Apple Inc decided to discontinue its default practice of keeping audio recordings of requests made by users to its personal assistant Siri and also decided to restrict the access to those audio recordings available only to its employees for human review rather than to be carried out by the contractors, said the company on Wednesday.
The move came following last month’s changes company has made by putting a program called Siri grading on hold.
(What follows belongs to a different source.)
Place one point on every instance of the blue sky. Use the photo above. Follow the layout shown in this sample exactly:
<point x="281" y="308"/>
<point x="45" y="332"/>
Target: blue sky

The program was of reviewing the audio recordings by humans to see whether the assistant responded correctly or not to the requests made by users to perform tasks like marking read or unread messages, or correctly replied the details of upcoming calendar appointments when inquired by the users.
But the iPhone maker paused that program after a newspaper report in the Guardian newspaper that its contractors, which are outsourced to carry out human reviews as part of that Siri grading program, have regularly heard user’s confidential information, drug deal and even couples having sex.
After increasing scrutiny of data privacy practices by public and political authorities, Silicon Valley companies are now under more pressure to exercise greater transparency in handling the user data as after a Dutch audio data leak, Alphabet Inc’s Google also hold all the human reviews of audio recordings from its Google assistant service for any purpose or in any language.
Apple remained the biggest promoter of privacy practices and to stand high from its rivals in data privacy practices the company came up taking several measures since introduction of Siri in 2011 with limited collection of user’s data. The measures involve deletion of audio recordings after a specific period, identification of user by a number chosen randomly and not sending of user’s specific data on its servers like calendar appointments or unread messages.